Our study has several limitations. The generalizability of the findings from this study is limited by its short study period of 6 weeks and by the small enrollment number. The primary endpoint of this study was to determine the non-inferiority of CELBESTA, which was shown in this study. This study showed superiority beyond non-inferiority, but the results should be interpreted with caution (Figure 4). The study began with the assumption that bioequivalence would be predicted to have similar efficacy and safety because the study drugs were synthetic drugs. Although it showed superiority and statistical significance, these results may be because of a sampling error based on the small sample size. It is necessary to evaluate more real-world data. In addition, it remains unknown whether treatment was effective even at low doses <400 mg per day of CELBESTA®. Our results reconfirm the safety of moderate celecoxib doses, but not the safety of high doses exceeding 400 mg per day.

Figure 4.

The 95% confidence interval for the difference between groups for the 100-mm VAS (A) Full analysis set (B) Per-protocol analysis set.

The full analysis set comprises comparison of the treatment groups including all patients as they were originally allocated after randomization.

Per-protocol analysis set comprises comparison of treatment groups including only those patients who completed the treatment to which they were originally allocated.

VAS: 100-mm VAS (0: no pain to 100: worst pain imaginable).

10: 10 mm was the non-inferiority margin of the difference in the VAS change.

VAS, visual analog scale.

In conclusion, CELBESTA® is not inferior to CELEBREX® with regard to efficacy in RA patients. Both drugs also have excellent tolerability and safety at similar doses.

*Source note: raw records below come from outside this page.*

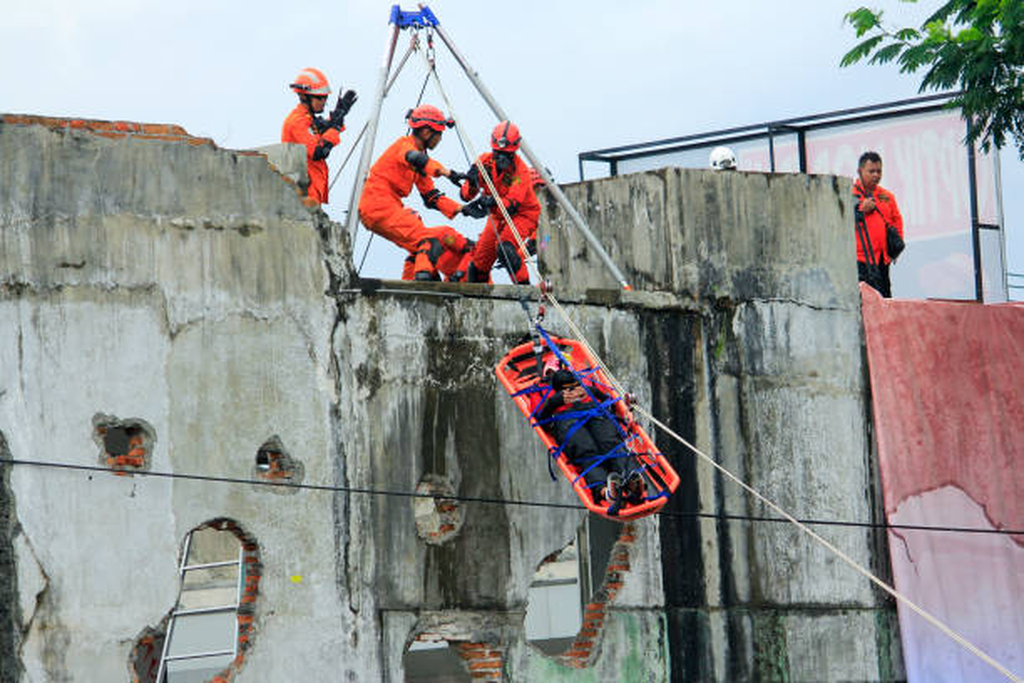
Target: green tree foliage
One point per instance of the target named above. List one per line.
(973, 46)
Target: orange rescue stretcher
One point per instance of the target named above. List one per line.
(519, 374)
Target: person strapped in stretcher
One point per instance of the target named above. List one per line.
(576, 414)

Gastrointestinal symptoms questionnaire

□ Visit 1 / □ Visit 3 / □Visit 4 / □ Visit premature discontinuation)
Symptoms	Question	Answer
Abdominal pain	Does your stomach hurt like a squeeze?If yes, how many times per week did you experience it?	Times
Diarrhea	Have you ever had diarrhea? If yes, how many times per week did you experience it?	Times
Bloody stool	Have you ever had bloody stool? If yes, how many times per week did you experience it?	Times:
Chest pain (Heartburn)	Have you ever had chest pain or heartburn? If yes, how many times per week did you experience it?	□0 (No symptom) □1 (Mild) □2 (Moderate) □3 (Severe)
Nausea	Have you ever had nausea? If yes, how many times per week did you experience it?	□0 (No symptom) □1 (Mild) □2 (Moderate) □3 (Severe)
Vomiting	Have you ever vomited? If yes, how many times per week did you experience it?	□0 (No symptom) □1 (Mild) □2 (Moderate) □3 (Severe)
Abdominal bloating	Have you ever had abdominal bloating? If yes, how many times per week did you experience it?	□0 (No symptom) □ 1 (Mild) □2 (Moderate) □3 (Severe)
Loss of appetite	Have you lost your appetite? If yes, how many meals do you skip per week?	□0 (No symptom) □1 (Mild) □2 (Moderate) □3 (Severe)
Constipation	Is it hard to have a bowel movement? If yes, how many times do you have stool per week?	□0 (No symptom) □1 (Mild) □2 (Moderate) □3 (Severe)

Score	Symptom severity
0 (No symptoms)	No symptoms
1 (Mild)	Symptoms less than twice a week
2 (Moderate)	Symptoms two or more times a week, but no limitation of daily activity
3 (Severe)	Almost daily symptoms, and marked limitation of daily activity
Abdominal pain, diarrhea, and bloody stool are scored as the number of occurrences per week.